Quand j’entrai, je dis à Heurtebise :

— Où est Hubert ?

— Derrière vous, me dit Heurtebise.

Je me retournai, et je vis, assis à une table, adossé au mur, du côté de la rue, sous la fenêtre du milieu, une pipe devant lui, le chapeau sur la tête, un homme d’environ cinquante ans, coloré, marqué de petite vérole, aux cheveux très blancs et aux moustaches très noires. Ses yeux étaient fixes et tranquilles. De temps en temps, il soulevait son chapeau et s’essuyait le front avec un gros mouchoir bleu. Son paletot, de couleur brune, était boutonné jusqu’au menton.

Maintenant qu’on savait qui il était, on lui trouvait la mine d’un sergent de ville.

On allait et venait devant lui, auprès de lui, à côté de lui, en parlant de lui.

— C’est là ce lâche, disait l’un.

— Voilà ce bandit, disait l’autre.

Il entendait ces paroles échangées à voix haute, et regardait ceux qui parlaient, absolument comme s’ils eussent parlé d’un autre.

Quoique la salle, où survenaient sans cesse de nouveaux arrivants, fût encombrée, il y avait un vide autour de lui. Il était seul à sa table et sur son banc. Quatre ou cinq proscrits, debout dans les deux angles de la fenêtre, le gardaient. L’un d’eux était Bony, qui nous montre à monter à cheval.

La proscription était à peu près au complet, quoique la convocation eût été faite à la hâte au milieu de la nuit, la plupart étant couchés et endormis. Pourtant on remarquait quelques absences. Pierre Leroux, après avoir assisté au premier choc de Hubert et des proscrits, s’en était allé et n’était pas revenu, et, de toute la famille très nombreuse — qu’on appelle ici « la tribu Leroux » — il n’y avait là qu’un seul membre, Charles Leroux. Étaient également absents la plupart de ceux qu’on appelle parmi nous « les exaltés », et entre autres l’auteur du manifeste dit du comité révolutionnaire, Seigneuret.

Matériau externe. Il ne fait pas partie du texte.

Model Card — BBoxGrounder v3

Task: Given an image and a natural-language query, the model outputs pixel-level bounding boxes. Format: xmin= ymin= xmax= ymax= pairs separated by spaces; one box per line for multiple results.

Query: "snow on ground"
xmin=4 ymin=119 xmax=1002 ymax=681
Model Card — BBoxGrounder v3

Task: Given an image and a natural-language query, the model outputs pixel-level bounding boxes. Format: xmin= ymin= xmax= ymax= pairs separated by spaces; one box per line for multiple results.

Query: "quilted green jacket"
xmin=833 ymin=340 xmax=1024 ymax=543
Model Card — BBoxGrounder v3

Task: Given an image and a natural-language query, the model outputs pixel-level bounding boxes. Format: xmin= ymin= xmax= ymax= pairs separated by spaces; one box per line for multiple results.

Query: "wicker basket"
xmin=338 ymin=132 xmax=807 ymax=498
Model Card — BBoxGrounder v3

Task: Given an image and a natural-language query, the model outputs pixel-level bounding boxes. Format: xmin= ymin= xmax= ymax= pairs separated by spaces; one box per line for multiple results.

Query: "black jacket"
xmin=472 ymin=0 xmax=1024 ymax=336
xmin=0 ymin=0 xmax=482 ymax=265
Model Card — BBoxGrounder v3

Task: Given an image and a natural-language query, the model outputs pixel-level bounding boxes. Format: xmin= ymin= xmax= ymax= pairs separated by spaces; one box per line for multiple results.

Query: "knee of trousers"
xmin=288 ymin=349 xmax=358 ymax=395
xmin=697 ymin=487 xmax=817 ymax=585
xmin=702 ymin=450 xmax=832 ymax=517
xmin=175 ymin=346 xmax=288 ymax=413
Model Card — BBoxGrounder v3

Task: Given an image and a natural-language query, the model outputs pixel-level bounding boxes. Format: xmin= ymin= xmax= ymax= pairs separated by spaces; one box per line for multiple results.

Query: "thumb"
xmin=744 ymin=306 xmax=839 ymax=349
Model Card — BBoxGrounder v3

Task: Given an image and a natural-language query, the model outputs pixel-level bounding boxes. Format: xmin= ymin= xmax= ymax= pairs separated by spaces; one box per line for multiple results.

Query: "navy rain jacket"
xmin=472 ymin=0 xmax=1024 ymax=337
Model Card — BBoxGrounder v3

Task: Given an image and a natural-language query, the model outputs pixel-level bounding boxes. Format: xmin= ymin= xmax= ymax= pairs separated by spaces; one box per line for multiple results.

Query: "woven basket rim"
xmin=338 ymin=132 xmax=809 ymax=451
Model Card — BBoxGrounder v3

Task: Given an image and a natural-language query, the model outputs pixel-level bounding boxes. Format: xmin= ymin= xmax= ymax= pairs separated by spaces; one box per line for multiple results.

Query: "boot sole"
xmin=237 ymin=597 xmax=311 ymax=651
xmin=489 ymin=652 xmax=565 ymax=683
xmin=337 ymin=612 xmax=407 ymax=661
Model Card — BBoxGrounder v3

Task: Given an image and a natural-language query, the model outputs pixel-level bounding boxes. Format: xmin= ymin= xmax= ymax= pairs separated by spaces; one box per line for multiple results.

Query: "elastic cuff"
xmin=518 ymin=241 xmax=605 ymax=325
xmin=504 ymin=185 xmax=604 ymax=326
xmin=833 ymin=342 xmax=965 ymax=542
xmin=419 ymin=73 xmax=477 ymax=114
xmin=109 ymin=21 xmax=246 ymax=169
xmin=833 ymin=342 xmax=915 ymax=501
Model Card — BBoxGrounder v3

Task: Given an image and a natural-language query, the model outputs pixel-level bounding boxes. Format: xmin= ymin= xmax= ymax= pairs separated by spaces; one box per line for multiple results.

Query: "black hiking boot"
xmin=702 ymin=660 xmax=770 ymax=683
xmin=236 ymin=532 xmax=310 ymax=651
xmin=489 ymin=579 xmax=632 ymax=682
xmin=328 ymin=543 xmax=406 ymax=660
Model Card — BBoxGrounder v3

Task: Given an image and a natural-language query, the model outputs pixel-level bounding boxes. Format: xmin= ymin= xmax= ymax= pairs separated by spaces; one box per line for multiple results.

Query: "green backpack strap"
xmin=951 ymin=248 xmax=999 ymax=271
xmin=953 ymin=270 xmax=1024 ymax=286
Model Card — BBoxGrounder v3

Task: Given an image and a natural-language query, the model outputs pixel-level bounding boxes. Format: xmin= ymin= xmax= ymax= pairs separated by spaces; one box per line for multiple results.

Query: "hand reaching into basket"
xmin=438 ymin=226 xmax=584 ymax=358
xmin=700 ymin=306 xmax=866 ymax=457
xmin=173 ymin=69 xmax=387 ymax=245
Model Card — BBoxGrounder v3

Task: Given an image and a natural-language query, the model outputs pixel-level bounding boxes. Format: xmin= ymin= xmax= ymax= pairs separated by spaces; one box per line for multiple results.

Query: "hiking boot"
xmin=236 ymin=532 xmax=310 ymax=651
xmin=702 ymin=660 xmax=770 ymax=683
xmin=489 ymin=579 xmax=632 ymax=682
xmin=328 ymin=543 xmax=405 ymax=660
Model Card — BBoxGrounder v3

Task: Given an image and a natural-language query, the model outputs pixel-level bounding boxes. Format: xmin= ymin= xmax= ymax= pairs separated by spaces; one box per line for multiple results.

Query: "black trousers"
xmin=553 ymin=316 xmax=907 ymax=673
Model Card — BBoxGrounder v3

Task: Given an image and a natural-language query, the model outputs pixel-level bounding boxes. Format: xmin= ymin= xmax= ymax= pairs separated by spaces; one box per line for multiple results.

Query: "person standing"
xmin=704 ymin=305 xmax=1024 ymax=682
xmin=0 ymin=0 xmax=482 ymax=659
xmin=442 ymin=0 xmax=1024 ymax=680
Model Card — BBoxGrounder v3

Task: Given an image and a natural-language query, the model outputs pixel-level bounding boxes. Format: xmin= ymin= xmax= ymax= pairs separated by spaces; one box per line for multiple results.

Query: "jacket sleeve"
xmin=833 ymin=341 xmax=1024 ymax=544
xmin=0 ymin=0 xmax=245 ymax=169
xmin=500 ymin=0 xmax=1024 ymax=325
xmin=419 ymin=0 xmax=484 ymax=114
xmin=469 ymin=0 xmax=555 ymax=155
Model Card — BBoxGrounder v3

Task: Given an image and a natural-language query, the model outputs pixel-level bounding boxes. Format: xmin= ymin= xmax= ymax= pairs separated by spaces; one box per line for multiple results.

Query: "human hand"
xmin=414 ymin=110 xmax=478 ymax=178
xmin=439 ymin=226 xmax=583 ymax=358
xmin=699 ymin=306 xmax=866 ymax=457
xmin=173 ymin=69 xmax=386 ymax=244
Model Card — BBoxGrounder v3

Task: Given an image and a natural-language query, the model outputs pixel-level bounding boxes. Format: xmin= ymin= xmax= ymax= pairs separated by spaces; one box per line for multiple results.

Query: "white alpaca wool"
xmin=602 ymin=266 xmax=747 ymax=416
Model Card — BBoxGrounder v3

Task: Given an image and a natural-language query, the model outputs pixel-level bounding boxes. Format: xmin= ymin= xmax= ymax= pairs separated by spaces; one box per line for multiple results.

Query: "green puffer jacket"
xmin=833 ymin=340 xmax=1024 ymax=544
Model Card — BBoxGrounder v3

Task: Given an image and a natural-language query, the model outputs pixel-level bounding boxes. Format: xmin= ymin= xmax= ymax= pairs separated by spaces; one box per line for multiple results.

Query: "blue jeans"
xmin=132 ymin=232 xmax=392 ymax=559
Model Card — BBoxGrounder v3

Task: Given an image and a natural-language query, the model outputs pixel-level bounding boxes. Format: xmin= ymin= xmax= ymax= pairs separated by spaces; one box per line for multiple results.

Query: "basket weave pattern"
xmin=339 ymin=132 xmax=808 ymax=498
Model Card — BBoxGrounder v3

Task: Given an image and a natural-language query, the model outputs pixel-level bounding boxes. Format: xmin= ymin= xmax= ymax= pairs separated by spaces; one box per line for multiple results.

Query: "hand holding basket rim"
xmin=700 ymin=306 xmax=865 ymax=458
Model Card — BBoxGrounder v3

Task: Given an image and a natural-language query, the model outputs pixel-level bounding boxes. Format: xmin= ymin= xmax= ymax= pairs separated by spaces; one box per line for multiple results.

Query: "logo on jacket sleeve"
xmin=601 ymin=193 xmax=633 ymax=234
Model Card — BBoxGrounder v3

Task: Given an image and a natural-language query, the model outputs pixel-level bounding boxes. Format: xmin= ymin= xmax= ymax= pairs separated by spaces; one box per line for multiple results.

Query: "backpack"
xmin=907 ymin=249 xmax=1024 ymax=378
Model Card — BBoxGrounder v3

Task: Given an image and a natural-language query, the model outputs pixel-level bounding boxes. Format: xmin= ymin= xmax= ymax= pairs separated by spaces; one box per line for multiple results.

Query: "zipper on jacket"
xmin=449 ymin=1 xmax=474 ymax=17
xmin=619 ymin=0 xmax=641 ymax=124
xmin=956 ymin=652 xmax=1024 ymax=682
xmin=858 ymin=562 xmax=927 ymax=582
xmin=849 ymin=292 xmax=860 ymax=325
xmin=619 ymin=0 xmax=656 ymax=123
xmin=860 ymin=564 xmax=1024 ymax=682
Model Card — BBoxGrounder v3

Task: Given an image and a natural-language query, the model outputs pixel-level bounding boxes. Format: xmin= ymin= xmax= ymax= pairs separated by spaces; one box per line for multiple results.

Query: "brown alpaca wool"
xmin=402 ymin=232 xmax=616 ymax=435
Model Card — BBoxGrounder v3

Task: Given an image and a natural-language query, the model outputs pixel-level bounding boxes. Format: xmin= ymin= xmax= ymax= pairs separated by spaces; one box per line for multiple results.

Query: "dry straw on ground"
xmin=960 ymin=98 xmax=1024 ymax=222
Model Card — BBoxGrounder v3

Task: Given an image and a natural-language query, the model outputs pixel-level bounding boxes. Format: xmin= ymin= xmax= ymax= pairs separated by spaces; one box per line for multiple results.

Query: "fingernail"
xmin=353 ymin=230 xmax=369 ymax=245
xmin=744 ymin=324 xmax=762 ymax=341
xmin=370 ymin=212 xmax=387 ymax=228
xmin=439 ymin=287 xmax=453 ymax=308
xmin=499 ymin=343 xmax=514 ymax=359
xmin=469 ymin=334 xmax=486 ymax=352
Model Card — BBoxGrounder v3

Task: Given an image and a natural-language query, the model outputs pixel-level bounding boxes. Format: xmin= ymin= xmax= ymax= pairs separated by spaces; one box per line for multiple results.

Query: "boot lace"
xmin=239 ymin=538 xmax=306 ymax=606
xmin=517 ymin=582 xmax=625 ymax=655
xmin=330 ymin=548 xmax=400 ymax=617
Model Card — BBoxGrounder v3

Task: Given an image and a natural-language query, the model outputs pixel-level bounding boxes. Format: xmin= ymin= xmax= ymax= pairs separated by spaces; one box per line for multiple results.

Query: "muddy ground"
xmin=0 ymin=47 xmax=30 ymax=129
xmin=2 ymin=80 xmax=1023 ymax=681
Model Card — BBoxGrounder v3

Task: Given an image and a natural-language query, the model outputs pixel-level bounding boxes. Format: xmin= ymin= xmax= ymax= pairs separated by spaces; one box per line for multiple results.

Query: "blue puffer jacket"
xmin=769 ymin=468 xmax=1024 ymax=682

On était allé chercher la commission qui avait fait l’enquête. Elle arriva ; Mathé, qui sortait du lit, avait l’air tout endormi.

Parmi les réfugiés présents, un ancien, vieilli dans les conspirations, avait l’habitude de ces sortes de procès sommaires entre proscrits dans les catacombes ; espèces de séances de francs-juges où le mystère n’exclut pas la solennité et où il s’est plus d’une fois prononcé d’effrayants arrêts, que tous sanctionnent et que quelques-uns exécutent. Cet ancien était Cahaigne.